George W. Bush in seiner Rede im FBI-Hauptquartier: „Dies ist unsere Berufung der freiesten Nation der Welt, einer Nation, die gebaut ist auf grundlegende Werte, die Hass ablehnt, Gewalt ablehnt, Mörder und das Böse ablehnt.“
Und diese friedliebenden Nationen, zu denen wir seit diesem Jahr auch gehören, werden den nächsten Schurkenstaat finden, den sie als nächstes bombardieren können, um ihre Rüstungsindustrie am Arbeiten zu halten und – egal um welchen Preis – sich die Öl- und Erdgasvorräte zu sichern. Denn das war der Grund des lange geplanten Krieges gegen Afghanistan. Die Terrorattentate in New York und Washington haben die Sache nur beschleunigt.
Madeleine Albright sagte 1996 zu der Tatsache, dass 500.000 irakische Kinder infolge des Wirtschaftsembargos gestorben sind: „Alles in allem ist der Preis für diese Sanktionen nicht zu hoch gewesen.“ Dieses Embargo ist immer noch in Kraft und noch immer sterben Kinder an den Folgen, weil benötigte Lebensmittel und Medikamente nicht ins Land hineingelassen werden.

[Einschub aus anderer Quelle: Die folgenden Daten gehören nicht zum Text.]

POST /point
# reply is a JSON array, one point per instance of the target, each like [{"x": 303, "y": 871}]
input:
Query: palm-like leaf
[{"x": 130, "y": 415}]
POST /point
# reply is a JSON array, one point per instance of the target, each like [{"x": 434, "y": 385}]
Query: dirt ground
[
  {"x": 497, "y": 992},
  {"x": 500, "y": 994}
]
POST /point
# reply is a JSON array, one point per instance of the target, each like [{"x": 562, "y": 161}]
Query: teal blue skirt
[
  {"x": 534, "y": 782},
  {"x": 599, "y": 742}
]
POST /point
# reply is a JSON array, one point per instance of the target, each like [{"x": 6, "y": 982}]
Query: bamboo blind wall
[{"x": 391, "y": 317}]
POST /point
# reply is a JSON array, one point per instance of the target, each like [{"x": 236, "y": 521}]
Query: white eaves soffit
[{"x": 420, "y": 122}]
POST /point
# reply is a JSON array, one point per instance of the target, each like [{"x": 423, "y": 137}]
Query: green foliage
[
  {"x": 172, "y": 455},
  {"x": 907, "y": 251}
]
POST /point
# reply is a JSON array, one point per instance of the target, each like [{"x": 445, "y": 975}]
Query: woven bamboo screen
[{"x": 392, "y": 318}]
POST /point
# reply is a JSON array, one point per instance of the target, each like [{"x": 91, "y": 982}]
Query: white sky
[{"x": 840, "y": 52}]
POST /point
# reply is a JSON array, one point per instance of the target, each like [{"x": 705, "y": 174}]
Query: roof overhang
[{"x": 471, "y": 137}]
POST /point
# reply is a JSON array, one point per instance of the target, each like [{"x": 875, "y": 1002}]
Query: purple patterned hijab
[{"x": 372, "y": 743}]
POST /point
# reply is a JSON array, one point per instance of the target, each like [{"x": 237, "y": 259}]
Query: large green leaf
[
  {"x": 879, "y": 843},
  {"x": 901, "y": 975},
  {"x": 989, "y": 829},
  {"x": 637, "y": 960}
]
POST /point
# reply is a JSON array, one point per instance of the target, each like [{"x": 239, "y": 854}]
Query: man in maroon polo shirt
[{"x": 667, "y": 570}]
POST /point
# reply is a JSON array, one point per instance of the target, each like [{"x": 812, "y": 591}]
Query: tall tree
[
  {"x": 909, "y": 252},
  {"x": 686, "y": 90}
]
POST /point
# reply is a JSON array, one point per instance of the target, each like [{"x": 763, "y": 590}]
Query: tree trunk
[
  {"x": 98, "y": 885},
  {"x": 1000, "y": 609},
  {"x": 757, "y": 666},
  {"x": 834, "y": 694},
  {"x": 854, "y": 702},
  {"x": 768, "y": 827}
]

„Grenzenlose Gerechtigkeit“ hat George W. Bush den Krieg gegen den Terrorismus genannt. Wie viel tote Iraker sind für mehr Gerechtigkeit notwendig? Wie viele tote Afghanen für jeden US-Amerikaner? Wie viele tote Frauen für einen Mann? Wie viele Mudschaheddin für einen Investmentbanker?
Was alles fällt dem Sparzwang des Finanzministers zum Opfer! Zum Beispiel müssen die 0,7% des Bruttosozialproduktes für Entwicklungshilfe „schrittweise“ zusammengeklaubt werden, aber für den Krieg gegen den Terrorismus sind 3 Milliarden DM pro Jahr problemlos verfügbar!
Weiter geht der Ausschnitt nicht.